I’ve grown up with IKEA. My first real bed was named VIKARE. When writing this, I’m sitting in a SKRUVSTA chair, laptop on a VIKA desk-solution which stands next to my RAKKE bed with a SULTAN mattress, on top of which there is a KRYP GRÄS blanket and behind me is, of course – a BILLY bookcase. I’m so damn swedish! XD Completely surrounded by IKEA furniture. Why?
The answer is – good quality at a low price. That’s at least what we consumers think. Because in reality it is:
Low Prices – At ANY Cost
This has recently come to my knowledge. Actually, I got to know about it just an hour ago, watching morning TV. There has been rumours about where IKEA gets their wood. Therefore a swedish tv-team went to the old forests of northwestern Russia, to find out if the rumours were true. They were, of course. So, even though IKEA are marketing themselves as an environmental-friendly company, saying their wood isn’t harming the environment, even though they’re friends with both the FSC*and WWF** and so on – they’re actually cutting down (CHOP! CHOP! ~tree screaming AAAAA!!!) forests as old as 500 years, at this very moment.

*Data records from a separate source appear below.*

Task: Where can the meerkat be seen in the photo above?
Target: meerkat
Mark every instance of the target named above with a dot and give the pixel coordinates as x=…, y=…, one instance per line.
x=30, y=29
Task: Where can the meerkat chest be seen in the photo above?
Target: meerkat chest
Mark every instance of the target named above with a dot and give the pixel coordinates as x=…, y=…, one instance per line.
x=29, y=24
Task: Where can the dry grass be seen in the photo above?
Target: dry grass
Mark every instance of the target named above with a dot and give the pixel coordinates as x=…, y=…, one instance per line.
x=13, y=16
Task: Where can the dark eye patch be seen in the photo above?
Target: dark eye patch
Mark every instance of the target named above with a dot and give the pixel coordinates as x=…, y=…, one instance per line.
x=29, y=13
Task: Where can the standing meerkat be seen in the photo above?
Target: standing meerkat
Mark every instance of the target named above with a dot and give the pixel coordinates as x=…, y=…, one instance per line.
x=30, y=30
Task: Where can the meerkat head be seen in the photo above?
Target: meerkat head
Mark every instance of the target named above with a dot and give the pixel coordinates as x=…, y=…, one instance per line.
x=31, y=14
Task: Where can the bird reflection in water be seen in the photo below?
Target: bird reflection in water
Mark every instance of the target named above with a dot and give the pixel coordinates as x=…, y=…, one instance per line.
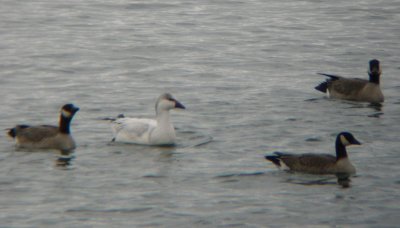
x=343, y=180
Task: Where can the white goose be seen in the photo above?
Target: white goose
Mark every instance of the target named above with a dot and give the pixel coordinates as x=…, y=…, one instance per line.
x=158, y=131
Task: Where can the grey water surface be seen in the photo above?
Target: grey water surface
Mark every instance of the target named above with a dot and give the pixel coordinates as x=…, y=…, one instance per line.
x=245, y=70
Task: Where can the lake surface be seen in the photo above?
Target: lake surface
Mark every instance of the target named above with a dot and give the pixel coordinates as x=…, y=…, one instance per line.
x=245, y=70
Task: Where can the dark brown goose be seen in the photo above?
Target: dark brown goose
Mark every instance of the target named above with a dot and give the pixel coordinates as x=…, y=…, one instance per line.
x=47, y=136
x=319, y=163
x=355, y=89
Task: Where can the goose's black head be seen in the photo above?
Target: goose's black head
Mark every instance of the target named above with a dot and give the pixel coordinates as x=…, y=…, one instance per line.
x=374, y=71
x=69, y=110
x=347, y=139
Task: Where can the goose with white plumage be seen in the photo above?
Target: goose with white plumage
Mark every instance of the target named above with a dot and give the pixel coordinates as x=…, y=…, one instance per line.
x=157, y=132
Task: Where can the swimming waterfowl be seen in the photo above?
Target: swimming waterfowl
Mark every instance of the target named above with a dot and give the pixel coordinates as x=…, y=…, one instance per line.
x=355, y=89
x=319, y=163
x=158, y=131
x=47, y=136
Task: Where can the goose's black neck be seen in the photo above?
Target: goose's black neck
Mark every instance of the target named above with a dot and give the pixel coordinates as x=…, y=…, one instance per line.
x=340, y=149
x=65, y=124
x=374, y=77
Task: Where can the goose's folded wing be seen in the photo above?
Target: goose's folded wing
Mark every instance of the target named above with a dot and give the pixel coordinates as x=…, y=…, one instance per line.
x=316, y=160
x=132, y=126
x=36, y=133
x=348, y=86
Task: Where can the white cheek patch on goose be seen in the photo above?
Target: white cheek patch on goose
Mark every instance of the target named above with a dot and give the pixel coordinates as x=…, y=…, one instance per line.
x=65, y=113
x=344, y=140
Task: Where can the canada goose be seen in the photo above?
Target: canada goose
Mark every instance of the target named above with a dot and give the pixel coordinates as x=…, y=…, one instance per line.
x=355, y=89
x=319, y=163
x=158, y=131
x=47, y=136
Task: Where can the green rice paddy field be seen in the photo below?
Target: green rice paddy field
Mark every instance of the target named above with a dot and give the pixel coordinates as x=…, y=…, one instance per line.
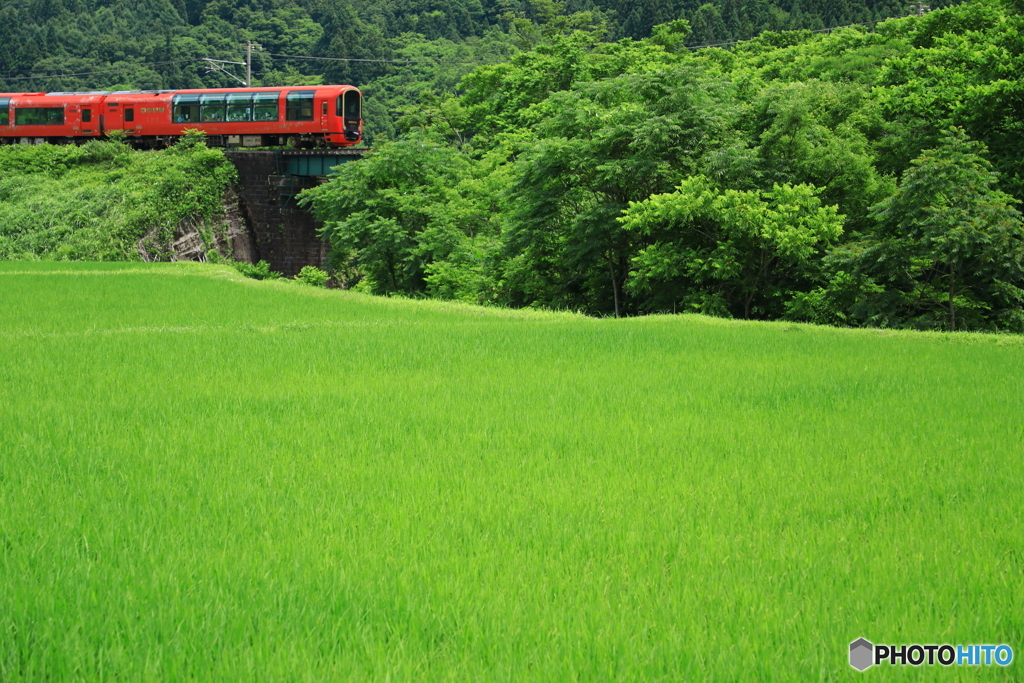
x=216, y=479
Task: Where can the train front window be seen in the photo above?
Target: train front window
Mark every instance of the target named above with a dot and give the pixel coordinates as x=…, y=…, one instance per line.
x=212, y=108
x=352, y=104
x=185, y=109
x=299, y=105
x=265, y=105
x=39, y=116
x=240, y=107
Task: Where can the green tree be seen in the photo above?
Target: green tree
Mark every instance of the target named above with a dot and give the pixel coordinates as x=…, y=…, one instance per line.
x=947, y=251
x=728, y=252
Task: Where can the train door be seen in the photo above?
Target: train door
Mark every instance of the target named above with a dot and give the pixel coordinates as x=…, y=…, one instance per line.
x=112, y=118
x=88, y=125
x=351, y=109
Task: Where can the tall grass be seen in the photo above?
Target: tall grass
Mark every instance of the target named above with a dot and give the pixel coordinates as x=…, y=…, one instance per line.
x=205, y=478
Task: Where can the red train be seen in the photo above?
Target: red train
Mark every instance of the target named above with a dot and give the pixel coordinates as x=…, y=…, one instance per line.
x=305, y=117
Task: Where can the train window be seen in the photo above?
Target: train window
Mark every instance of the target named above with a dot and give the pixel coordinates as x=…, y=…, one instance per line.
x=352, y=104
x=39, y=116
x=265, y=105
x=299, y=105
x=212, y=107
x=185, y=109
x=240, y=107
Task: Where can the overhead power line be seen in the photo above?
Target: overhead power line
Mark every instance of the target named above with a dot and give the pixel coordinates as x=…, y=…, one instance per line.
x=398, y=61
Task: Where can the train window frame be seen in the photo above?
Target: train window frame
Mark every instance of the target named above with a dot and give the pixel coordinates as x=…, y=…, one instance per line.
x=343, y=100
x=213, y=108
x=299, y=104
x=39, y=116
x=184, y=109
x=266, y=107
x=239, y=108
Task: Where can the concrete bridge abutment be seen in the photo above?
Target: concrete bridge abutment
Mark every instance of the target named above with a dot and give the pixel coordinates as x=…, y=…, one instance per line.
x=283, y=233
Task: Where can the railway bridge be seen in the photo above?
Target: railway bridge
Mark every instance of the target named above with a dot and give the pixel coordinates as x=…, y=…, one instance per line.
x=284, y=233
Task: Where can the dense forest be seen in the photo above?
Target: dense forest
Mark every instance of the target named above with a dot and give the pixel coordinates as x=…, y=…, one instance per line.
x=65, y=45
x=585, y=156
x=862, y=176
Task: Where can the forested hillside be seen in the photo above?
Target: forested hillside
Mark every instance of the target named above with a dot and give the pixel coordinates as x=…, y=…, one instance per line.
x=83, y=44
x=857, y=177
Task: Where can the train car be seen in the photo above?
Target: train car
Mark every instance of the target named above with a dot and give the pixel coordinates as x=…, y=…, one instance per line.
x=304, y=117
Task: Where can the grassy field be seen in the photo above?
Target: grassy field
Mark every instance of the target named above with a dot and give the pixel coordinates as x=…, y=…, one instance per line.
x=209, y=478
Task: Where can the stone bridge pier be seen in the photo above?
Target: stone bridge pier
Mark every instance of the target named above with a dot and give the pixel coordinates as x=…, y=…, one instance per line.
x=284, y=233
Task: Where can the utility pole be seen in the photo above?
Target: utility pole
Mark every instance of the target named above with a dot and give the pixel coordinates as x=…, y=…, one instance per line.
x=249, y=61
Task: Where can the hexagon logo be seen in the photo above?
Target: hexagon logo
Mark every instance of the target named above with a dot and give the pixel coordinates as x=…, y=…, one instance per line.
x=861, y=654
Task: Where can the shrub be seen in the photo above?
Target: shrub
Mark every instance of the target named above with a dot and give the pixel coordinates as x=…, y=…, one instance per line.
x=260, y=270
x=310, y=274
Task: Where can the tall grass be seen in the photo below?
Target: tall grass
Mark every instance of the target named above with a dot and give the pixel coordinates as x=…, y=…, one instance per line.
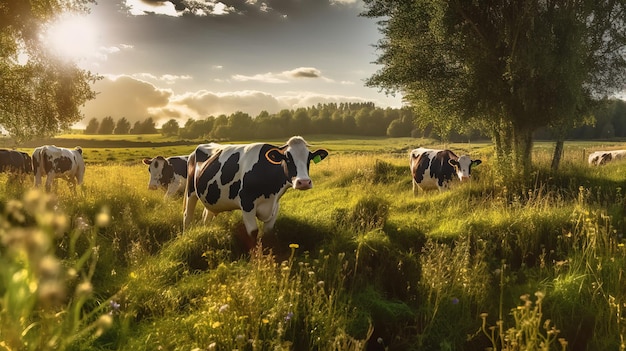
x=359, y=263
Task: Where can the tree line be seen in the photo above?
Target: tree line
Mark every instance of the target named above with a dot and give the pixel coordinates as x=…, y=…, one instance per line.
x=606, y=121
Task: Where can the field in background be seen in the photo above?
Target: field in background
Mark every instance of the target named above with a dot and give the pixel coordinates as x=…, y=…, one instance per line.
x=380, y=267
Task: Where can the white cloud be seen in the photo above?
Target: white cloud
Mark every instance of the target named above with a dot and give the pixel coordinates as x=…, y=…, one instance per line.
x=284, y=76
x=138, y=8
x=136, y=99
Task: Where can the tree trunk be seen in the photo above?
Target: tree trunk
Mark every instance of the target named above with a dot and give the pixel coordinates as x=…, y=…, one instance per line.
x=558, y=153
x=522, y=152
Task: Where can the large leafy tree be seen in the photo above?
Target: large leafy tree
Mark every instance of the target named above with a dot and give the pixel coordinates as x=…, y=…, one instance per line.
x=509, y=67
x=40, y=95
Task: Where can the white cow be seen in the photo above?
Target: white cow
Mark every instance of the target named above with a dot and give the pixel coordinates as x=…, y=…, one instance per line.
x=435, y=169
x=169, y=173
x=249, y=177
x=58, y=162
x=599, y=158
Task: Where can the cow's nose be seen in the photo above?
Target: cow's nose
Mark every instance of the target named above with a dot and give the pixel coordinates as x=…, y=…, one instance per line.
x=303, y=184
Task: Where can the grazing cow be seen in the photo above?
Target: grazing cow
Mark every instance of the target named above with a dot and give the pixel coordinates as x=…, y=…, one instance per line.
x=13, y=161
x=168, y=173
x=58, y=162
x=436, y=168
x=599, y=158
x=250, y=177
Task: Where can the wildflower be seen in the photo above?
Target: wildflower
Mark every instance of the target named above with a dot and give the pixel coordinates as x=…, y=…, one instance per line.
x=84, y=289
x=288, y=316
x=103, y=218
x=115, y=307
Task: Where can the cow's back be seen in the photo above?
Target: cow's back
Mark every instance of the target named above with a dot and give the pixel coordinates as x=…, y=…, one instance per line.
x=229, y=177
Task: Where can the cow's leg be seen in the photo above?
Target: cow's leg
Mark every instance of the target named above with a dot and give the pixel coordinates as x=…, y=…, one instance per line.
x=252, y=229
x=268, y=224
x=189, y=208
x=49, y=179
x=207, y=216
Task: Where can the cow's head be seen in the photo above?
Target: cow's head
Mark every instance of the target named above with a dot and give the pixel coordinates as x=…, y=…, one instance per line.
x=463, y=166
x=296, y=158
x=161, y=172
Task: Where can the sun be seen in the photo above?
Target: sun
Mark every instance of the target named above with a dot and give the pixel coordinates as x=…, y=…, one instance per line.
x=72, y=37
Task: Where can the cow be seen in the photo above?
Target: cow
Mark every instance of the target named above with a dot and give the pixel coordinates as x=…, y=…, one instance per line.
x=248, y=177
x=17, y=162
x=58, y=162
x=432, y=168
x=168, y=173
x=599, y=158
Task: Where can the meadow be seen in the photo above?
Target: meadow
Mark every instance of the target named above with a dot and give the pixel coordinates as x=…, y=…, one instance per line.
x=360, y=263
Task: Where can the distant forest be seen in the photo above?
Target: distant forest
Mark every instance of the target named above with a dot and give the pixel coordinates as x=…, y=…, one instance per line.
x=363, y=119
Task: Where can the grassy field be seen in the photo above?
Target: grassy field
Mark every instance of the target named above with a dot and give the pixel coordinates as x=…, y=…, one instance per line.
x=360, y=263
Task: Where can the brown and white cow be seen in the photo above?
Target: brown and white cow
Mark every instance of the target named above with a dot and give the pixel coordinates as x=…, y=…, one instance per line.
x=58, y=162
x=13, y=161
x=599, y=158
x=431, y=168
x=249, y=177
x=168, y=173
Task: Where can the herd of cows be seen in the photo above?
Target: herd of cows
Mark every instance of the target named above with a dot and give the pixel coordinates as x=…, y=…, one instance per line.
x=249, y=177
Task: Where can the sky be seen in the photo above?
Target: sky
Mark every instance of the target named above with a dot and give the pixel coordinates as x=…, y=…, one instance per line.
x=186, y=59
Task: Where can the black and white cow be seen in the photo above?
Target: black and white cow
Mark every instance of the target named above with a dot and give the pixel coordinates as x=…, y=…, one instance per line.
x=12, y=161
x=58, y=162
x=437, y=168
x=599, y=158
x=168, y=173
x=249, y=177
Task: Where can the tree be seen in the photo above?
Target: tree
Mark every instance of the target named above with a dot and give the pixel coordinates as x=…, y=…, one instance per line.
x=92, y=126
x=106, y=126
x=122, y=126
x=170, y=128
x=508, y=67
x=42, y=96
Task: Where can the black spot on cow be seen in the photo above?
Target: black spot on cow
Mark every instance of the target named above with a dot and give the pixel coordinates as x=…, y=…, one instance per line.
x=179, y=166
x=62, y=164
x=234, y=189
x=422, y=165
x=264, y=179
x=213, y=194
x=230, y=168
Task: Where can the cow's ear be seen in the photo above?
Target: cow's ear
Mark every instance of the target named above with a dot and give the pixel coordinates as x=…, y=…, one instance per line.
x=275, y=156
x=318, y=155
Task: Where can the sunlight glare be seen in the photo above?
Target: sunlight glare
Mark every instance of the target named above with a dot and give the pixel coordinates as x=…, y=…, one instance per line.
x=72, y=37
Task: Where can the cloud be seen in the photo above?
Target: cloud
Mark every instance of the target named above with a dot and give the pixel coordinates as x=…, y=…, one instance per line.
x=137, y=99
x=125, y=96
x=282, y=77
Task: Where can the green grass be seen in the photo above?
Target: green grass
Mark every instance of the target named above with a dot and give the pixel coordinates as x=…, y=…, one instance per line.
x=358, y=260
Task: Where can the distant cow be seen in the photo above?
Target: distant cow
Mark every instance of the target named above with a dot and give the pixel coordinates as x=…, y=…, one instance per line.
x=250, y=177
x=437, y=168
x=168, y=173
x=12, y=161
x=58, y=162
x=599, y=158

Let me introduce you to Karelia, the place where the swedish tv-team went. Here we have beautiful, untouched nature, with trees that has been standing here since the last ice-age. Forests like these are not supposed to be cut down. Forests like these are not just popping up every now and then and they’ve become a rarity. The forests of Karelia, are like the rainforests, which you’ve heard of for sure. They are both homes for hundreds of different species, living in a special balance – the only difference is the location and type (there are not the same tree-types etc.).
This is what things look like after IKEA/Swedwood been there:
For more evidence and pictures – go visit protect the forest here.
It is a cruel crime against nature, against ourselves in the long run, to do something like this. We can’t just cut down all forests just because we want new furniture, trees are what provides us with oxygen. No oxygen = no humans and then new furniture doesn’t even matter anymore.
It is not just about cutting down the forests. See, Swedwood*** moves around. They go to a forest, hire locals who cut down the forest for them at a pretty small cost and then they leave with the wood, ready to go to the next forest and do the same thing. What’s left then? Clearcuts and people with no jobs. What are they going to do? There can’t be any tourism because the forest is gone and there can’t be anyone maintaining the forest because… it is gone. Why do people agree on doing this job then? Well – they had a tough life in the first place, but IKEA/Swedwood doesn’t give a damn about that, no.
*** Swedwood is a “Daughter-company”, meaning an underlying/associated/affiliated company to IKEA. IKEA says that they know what Swedwood is doing and that it is not desolation, instead they claim that Swedwood has developed responsible forestry in the area. Not exactly what’s shown in the pictures, right?
If you’re against this, perhaps shivering a bit like I did when seeing the pictures, there are things to do. You can go to protect the forest and sign here. It is probably the easiest thing to do as a regular consumer. Only 10% of the ancient forest in Karelia remains, this has got to be stopped.
Note 1. As you can see the pictures are not mine. Contact me if there are any problems with this.
Note 2. See! I had to make a completely new category for this!